Bioequivalence study results summary (AUC0-72)
Treatment N Mean SD Geometric LSM Ratio 90% CI
Test Product (T) 6 66232.9397 22299.1855 62729.197 110.92 71.15, 172.92
Reference Product ® 6 61772.9114 27572.5849 56553.028
Inter-subject CV: 44.41, Power: 19.42
P-value for test of treatment effect: 0.6812
Geometric LSM = Geometric least-squares mean (back-transformed from the log scale)
SD = back-transformed between-subject standard deviation
Ratio = Least-squares mean ratio (Test/Reference)*100

Above mentioned data shows that the pharmaceutical compositions of the present invention are suitable for the treatment or conditions where the Dutasteride is an effective therapy and can be a better choice over existing Dutasteride formulations (e.g. soft capsules-AVODART®) where geriatric patients and other patients have problem of swallowing large sized capsules. Such patients can be benefited by the administration of small sized gelatin capsules of the present invention.
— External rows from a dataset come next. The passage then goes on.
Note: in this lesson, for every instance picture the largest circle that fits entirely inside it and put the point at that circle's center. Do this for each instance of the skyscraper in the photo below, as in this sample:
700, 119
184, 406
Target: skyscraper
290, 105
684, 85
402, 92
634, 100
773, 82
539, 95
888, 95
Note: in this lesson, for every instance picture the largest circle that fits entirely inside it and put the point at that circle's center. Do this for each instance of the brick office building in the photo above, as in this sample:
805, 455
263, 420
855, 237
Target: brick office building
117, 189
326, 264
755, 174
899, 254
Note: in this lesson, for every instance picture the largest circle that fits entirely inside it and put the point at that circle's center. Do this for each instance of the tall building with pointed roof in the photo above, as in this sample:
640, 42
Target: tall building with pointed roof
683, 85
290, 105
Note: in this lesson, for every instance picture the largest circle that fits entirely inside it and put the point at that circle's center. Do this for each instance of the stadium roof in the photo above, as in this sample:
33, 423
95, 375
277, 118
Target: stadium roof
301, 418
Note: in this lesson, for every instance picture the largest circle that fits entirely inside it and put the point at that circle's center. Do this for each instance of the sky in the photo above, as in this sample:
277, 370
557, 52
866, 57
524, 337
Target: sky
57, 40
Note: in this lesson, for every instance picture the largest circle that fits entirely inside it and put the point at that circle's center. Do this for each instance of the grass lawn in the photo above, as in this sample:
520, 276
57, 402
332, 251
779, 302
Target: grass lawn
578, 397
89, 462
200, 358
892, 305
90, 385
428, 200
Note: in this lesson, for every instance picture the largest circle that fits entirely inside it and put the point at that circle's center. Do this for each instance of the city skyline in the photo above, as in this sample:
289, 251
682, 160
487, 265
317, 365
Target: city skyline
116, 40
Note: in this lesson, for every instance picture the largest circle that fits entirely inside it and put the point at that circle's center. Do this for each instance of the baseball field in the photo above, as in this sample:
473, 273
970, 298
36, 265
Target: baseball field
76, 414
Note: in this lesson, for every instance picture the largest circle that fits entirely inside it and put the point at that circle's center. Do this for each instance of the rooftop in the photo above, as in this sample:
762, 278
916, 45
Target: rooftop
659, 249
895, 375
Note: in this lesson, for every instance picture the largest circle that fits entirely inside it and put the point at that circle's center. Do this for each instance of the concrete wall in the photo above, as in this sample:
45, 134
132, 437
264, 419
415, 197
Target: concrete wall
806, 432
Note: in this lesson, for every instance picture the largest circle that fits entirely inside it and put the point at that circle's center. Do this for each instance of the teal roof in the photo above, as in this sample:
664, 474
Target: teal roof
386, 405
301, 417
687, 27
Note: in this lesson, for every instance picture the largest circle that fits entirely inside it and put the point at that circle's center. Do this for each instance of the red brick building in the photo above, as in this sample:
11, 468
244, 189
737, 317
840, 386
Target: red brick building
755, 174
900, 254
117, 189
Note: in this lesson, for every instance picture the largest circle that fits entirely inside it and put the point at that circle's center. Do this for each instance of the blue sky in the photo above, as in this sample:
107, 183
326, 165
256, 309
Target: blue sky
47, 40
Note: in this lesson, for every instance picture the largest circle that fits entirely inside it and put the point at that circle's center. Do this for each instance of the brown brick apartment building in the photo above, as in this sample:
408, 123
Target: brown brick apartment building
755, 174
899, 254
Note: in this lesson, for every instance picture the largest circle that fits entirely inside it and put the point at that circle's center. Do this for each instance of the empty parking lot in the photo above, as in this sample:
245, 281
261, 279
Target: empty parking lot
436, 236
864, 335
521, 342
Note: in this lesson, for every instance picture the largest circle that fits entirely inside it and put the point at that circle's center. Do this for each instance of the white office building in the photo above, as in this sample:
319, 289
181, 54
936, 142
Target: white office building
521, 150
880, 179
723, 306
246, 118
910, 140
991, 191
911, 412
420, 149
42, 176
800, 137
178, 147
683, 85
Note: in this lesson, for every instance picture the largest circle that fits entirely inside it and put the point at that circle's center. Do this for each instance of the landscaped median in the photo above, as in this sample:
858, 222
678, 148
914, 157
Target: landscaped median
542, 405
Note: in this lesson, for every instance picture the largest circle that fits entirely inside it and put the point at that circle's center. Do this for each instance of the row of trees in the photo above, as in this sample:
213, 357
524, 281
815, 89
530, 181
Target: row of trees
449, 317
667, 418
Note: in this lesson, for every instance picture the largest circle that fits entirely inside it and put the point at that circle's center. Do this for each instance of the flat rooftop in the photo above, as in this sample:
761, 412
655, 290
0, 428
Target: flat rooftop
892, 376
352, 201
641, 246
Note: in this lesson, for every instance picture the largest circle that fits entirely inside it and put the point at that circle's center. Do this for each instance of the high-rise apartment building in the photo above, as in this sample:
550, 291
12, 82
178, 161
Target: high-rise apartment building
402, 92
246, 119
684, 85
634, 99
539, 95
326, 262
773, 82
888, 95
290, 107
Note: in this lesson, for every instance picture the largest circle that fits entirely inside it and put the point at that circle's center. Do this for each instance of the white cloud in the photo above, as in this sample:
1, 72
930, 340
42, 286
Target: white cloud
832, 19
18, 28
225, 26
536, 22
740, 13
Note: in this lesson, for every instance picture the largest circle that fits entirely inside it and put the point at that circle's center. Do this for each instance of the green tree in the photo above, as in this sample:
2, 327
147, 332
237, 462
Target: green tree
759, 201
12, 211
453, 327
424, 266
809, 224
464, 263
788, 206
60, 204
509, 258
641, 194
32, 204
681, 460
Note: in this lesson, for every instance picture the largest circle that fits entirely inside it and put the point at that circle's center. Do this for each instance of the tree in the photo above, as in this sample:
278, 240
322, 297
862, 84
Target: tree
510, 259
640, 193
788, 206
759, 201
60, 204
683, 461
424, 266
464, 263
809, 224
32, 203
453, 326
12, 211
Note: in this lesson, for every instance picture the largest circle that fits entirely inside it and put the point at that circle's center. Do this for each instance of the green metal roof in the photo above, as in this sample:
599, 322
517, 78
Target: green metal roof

It should be understood that various changes and modifications to the presently preferred embodiments and examples described herein will be apparent to those skilled in the art. Such changes and modifications can be made without departing from the spirit and scope of the present subject matter and without diminishing its intended advantages. It is therefore intended that such changes and modifications be covered by the appended claims.